Was Saudi Arabia involved in 9/11 attacks ?

Was Saudi Arabia involved in 9/11 attacks ?

This post is also available in: heעברית (Hebrew)

15307176_mThat was expected. About fourteen years after the 9/11 attacks, there remains a disagreement among former and current U.S. intelligence officials on whether Saudi Arabia or individuals connected to the Saudi Royal family helped finance the attacks or had knowledge of the attacks before  it occurred.

In February, Zacarias Moussaoui, a convicted former member of al-Qaeda, claimed that he had high-level contact with officials of the Saudi government in the prelude to 9/11.

According to HomeLand Security NewsWire , lawmakers and relatives of those killed in the attacks now want twenty-eight pages of investigation by congressional intelligence committees into the 9/11 attacks declassified, on the grounds that those pages may clear up confusion about Saudi involvement. “If we stop funding of terrorism and hold those people accountable, wouldn’t it make a dent in the financing of terrorism today?” asked William Doyle, whose son, Joseph, was killed in the World Trade Center.

According to the New York Times, Doyle said that President Barack Obama personally assured him during a 2011 meeting with surviving family members that the twenty-eight pages would be declassified. “He said: ‘Bill, I know about the pages. I promise I am going to get them released,’” Doyle recounted.
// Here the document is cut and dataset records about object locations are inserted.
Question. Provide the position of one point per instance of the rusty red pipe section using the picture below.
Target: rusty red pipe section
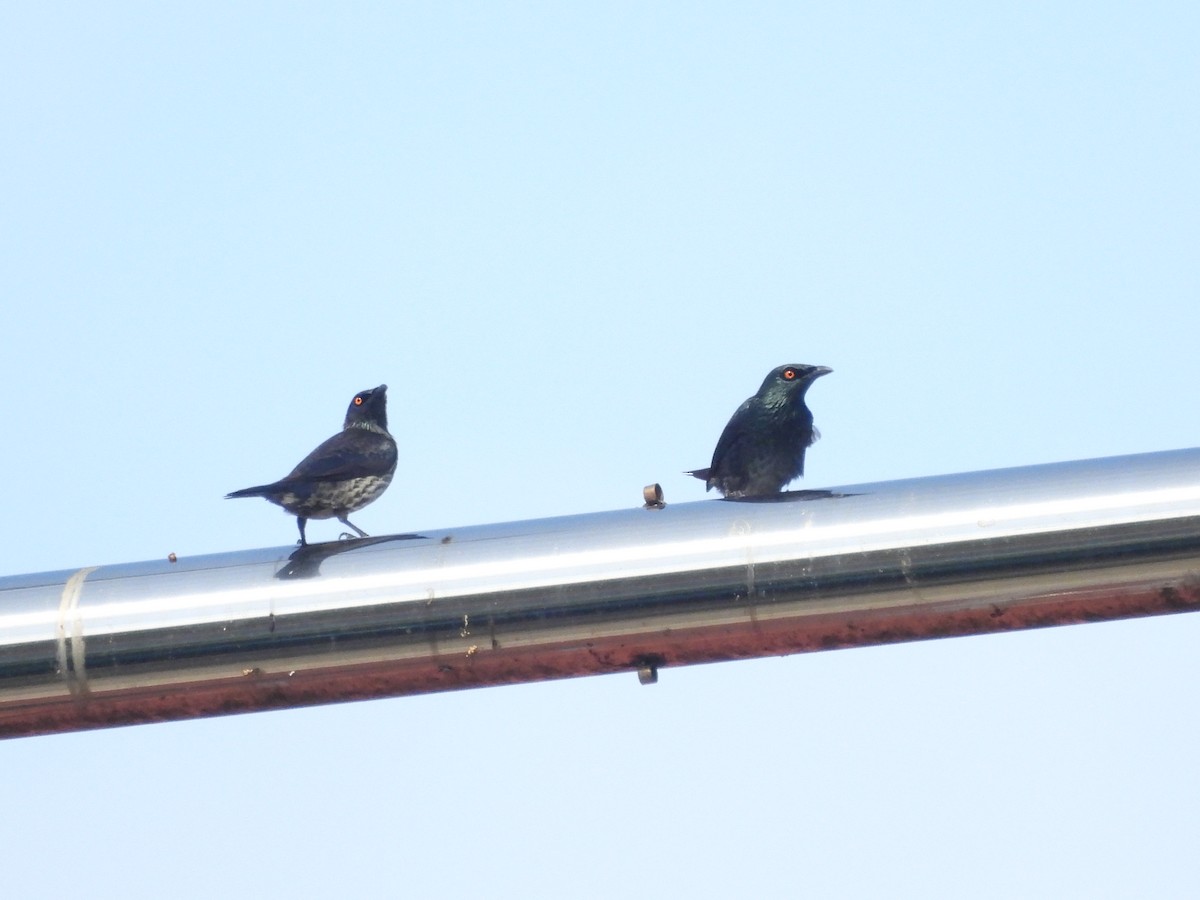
(631, 591)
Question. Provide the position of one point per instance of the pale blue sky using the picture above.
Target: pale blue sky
(571, 240)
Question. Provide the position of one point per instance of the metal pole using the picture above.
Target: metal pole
(628, 591)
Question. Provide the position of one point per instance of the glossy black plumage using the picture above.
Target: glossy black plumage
(345, 473)
(762, 447)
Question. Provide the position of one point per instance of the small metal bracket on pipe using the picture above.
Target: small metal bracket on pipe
(611, 592)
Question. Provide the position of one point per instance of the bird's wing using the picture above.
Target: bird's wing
(349, 454)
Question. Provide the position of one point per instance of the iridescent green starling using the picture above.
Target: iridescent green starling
(762, 448)
(345, 473)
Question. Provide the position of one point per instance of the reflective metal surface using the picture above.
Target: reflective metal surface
(633, 591)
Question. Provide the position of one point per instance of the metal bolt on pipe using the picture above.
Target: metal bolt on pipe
(631, 591)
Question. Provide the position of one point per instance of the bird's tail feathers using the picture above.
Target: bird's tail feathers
(250, 492)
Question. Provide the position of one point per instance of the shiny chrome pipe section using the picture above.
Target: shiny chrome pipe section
(628, 591)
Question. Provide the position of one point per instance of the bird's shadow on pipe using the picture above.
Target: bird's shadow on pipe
(790, 497)
(305, 561)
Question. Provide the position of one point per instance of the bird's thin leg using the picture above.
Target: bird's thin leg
(348, 523)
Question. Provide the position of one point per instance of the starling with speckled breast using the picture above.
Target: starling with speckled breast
(342, 475)
(762, 448)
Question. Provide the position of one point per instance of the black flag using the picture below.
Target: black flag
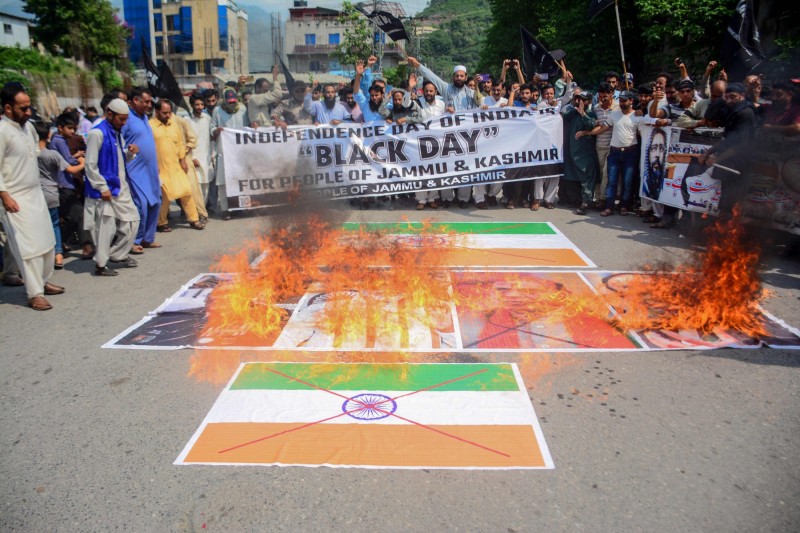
(597, 6)
(535, 57)
(286, 74)
(162, 82)
(741, 48)
(387, 22)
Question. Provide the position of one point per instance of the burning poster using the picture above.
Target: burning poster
(456, 416)
(671, 173)
(514, 245)
(515, 311)
(623, 290)
(271, 167)
(524, 311)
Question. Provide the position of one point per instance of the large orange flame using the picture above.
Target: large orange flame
(718, 288)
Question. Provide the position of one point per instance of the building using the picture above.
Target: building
(194, 37)
(15, 30)
(312, 33)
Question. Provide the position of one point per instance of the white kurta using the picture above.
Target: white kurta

“I think it is the right thing to do,” said Representative Stephen F. Lynch (D-Massachusetts), an author of a bipartisan resolution encouraging Obama to declassify the section. “Let’s put it out there.”

Former Florida Senator Bob Graham (D-Florida), who co-chaired Congress’s Joint Inquiry into the 9/11 attacks, has called for the release of the report’s Part 4, titled “Finding, Discussion and Narrative Regarding Certain National Security Matters,” which focused on Saudi Arabia. President George W. Bush ordered it classified when the rest of the report was released in December 2002. “The 28 pages primarily relate to who financed 9/11, and they point a very strong finger at Saudi Arabia as being the principal financier,” Graham said earlier this year.

the commission followed up on the Saudi allegations, but reached a different conclusion. “Saudi Arabia has long been considered the primary source of Al Qaeda funding, but we have found no evidence that the Saudi government as an institution or senior Saudi officials individually funded the organization,” the commission said in its July 2004 report. It did note, however, the “likelihood that charities with significant Saudi government sponsorship diverted funds to Al Qaeda.”